Preakness Stakes: Did You Know?

Photo: Joan Fairman Kanes / Eclipse Sportswire

First run in 1873, the Preakness Stakes was named by a former Maryland governor after a winning colt at Pimlico.

Maryland’s state flower is the Rudbeckia hirta, commonly called the Black-Eyed Susan

The Preakness Stakes is two years older than the Kentucky Derby, running for the first time in 1873.

Former Maryland governor Oden Bowie named the then mile and one-half race in honor of the colt Preakness from Milton Holbrook Sanford's Preakness Stables in Preakness, Wayne Township, New Jersey, who won the Dinner Party Stakes on the day Pimlico opened (October 25, 1870).

Secretariat, the 1973 winner, and ultimately a Triple Crown winner, was originally credited with a running time of 1:55. A hearing was held over the time discrepancy, where a video replay showed Secretariat reached the wire faster than Canonero II, the then-current record holder, so the time was changed to 1:53 2/5 (a new record).

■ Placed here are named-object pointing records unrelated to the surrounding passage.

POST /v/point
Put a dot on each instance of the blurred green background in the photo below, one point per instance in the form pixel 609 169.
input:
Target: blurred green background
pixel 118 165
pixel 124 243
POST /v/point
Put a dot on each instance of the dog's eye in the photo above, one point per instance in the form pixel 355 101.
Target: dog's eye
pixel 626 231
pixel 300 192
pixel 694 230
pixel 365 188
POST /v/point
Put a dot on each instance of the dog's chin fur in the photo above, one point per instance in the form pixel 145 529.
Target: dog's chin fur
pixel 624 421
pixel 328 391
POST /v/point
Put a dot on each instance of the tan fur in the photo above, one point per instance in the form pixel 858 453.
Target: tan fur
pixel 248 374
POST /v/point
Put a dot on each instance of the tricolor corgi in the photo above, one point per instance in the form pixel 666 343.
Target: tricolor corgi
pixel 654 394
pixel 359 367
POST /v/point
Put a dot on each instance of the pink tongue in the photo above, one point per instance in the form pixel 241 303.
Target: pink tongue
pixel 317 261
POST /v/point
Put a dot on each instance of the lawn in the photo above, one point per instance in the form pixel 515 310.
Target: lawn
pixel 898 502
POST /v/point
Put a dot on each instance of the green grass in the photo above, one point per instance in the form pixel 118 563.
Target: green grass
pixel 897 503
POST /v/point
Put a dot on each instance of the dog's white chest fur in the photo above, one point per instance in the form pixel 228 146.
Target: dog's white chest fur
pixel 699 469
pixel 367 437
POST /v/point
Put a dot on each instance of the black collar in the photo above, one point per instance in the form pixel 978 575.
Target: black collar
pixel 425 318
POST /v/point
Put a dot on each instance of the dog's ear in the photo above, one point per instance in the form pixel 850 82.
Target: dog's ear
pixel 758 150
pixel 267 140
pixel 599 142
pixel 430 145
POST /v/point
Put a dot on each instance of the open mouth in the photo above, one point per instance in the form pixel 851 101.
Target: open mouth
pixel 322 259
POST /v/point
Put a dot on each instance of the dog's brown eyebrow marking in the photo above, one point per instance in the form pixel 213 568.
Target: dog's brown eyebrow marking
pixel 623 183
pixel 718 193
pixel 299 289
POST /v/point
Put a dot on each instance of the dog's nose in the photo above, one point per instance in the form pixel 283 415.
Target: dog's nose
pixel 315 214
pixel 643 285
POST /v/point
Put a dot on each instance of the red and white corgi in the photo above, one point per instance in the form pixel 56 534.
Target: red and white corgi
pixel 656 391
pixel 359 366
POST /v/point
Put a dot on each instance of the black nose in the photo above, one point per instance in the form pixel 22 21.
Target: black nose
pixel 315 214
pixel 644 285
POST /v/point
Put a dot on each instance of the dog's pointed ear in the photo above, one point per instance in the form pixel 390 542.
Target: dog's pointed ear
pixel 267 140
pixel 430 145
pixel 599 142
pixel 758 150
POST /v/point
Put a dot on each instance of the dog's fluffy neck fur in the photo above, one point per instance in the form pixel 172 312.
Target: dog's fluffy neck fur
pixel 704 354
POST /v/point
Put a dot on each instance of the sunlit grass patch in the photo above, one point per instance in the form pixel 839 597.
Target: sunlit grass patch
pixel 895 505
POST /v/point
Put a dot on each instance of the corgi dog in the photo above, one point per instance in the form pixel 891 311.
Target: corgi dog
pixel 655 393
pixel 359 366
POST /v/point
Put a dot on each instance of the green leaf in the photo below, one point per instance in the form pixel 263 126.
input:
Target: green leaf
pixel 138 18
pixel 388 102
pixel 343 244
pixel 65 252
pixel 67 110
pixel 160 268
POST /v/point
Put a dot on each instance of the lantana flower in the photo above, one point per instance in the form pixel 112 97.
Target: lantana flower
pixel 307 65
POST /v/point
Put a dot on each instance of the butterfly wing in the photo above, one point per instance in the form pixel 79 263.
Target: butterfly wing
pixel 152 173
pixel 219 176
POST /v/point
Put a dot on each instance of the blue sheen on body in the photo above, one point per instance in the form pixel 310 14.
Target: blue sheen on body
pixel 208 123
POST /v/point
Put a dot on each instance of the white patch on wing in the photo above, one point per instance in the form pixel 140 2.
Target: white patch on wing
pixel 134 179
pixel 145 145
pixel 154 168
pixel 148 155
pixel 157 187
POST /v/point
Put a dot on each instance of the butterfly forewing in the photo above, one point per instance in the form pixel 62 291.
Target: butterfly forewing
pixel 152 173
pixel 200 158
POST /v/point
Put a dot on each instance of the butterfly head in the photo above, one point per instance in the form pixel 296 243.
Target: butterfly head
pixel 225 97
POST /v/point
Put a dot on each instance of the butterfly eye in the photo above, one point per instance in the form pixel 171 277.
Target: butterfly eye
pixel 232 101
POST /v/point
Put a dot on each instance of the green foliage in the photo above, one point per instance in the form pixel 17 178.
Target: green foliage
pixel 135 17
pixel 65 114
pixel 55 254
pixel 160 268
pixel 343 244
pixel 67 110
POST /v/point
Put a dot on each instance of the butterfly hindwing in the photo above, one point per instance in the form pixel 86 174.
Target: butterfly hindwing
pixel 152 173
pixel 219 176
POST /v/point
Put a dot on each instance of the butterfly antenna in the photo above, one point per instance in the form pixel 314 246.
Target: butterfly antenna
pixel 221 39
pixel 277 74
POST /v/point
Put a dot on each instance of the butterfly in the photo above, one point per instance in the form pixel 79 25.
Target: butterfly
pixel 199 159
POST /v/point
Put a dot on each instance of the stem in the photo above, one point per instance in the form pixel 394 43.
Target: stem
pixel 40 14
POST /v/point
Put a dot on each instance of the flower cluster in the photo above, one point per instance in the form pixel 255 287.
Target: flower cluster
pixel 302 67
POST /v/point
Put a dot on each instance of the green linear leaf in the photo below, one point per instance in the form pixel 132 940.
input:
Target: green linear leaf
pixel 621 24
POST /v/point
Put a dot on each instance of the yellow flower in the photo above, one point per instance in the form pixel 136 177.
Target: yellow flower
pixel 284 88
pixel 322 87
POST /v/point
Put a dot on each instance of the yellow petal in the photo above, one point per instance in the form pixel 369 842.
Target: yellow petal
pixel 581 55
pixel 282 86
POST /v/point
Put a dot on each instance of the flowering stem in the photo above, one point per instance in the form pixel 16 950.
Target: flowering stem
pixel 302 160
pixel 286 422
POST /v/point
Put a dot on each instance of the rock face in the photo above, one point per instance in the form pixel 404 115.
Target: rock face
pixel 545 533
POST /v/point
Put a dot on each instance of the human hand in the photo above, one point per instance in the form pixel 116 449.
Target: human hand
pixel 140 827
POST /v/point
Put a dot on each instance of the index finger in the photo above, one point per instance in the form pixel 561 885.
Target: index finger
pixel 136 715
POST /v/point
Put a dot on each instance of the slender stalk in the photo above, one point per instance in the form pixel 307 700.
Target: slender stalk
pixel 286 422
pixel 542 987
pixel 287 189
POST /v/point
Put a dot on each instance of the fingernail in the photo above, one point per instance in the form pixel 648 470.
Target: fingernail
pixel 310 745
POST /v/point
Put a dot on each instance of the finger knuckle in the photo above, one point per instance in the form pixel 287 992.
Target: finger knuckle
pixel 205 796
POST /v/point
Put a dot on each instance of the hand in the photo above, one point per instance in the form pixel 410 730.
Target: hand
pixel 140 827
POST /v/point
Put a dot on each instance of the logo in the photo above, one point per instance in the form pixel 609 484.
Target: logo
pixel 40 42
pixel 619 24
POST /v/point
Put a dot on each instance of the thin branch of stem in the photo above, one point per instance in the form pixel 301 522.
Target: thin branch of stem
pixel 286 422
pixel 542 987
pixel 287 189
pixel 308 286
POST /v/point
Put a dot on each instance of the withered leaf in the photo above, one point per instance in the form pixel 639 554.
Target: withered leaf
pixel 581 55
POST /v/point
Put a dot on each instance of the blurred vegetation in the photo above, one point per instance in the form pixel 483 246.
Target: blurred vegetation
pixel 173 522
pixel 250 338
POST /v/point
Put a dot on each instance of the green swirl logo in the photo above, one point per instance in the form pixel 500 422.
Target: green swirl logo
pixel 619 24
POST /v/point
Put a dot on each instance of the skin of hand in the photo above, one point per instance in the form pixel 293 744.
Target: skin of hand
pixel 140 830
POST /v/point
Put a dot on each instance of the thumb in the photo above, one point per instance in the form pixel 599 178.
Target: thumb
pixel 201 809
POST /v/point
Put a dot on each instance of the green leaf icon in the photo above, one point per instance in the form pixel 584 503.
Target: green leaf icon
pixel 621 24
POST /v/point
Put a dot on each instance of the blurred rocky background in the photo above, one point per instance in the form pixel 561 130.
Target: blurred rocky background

But instead of giving Secretariat the record, the Maryland Jockey Club decided to split the difference and make its official time that of Pimlico's clocker, who timed the race in 1:54 2/5. The matter was finally resolved in a June 2012 meeting of the Maryland Racing Commission, which unanimously ruled to change Secretariat's final time to 1:53 based on testimony and analysis of the race replays.

The largest margin of victory for a Preakness winner was 11 1/2 lengths, which was set by Smarty Jones in 2004 over Rock Hard Ten.

Eddie Arcaro is the only jockey to win 6 Preakness Stakes, including Citation, the 1948 Triple Crown winner.

Calumet Farm owned and bred all 7 of their Preakness winners. This included Triple Crown winners Whirlaway (1941) and Citation (1948). Their last Preakness winner was Oxbow in 2013

Five fillies have won the Preakness Stakes, the most recent being Rachel Alexandra in 2009.

Bob Baffert has won 6 editions of the Preakness, with three of them pushing Triple Crown attempts. Baffert finally captured the Triple Crown in 2015 in his 4th attempt with American Pharoah. He also campaigned Lookin at Lucky and Point Given (who went on to win the Belmont as well) to Preakness Stakes victories.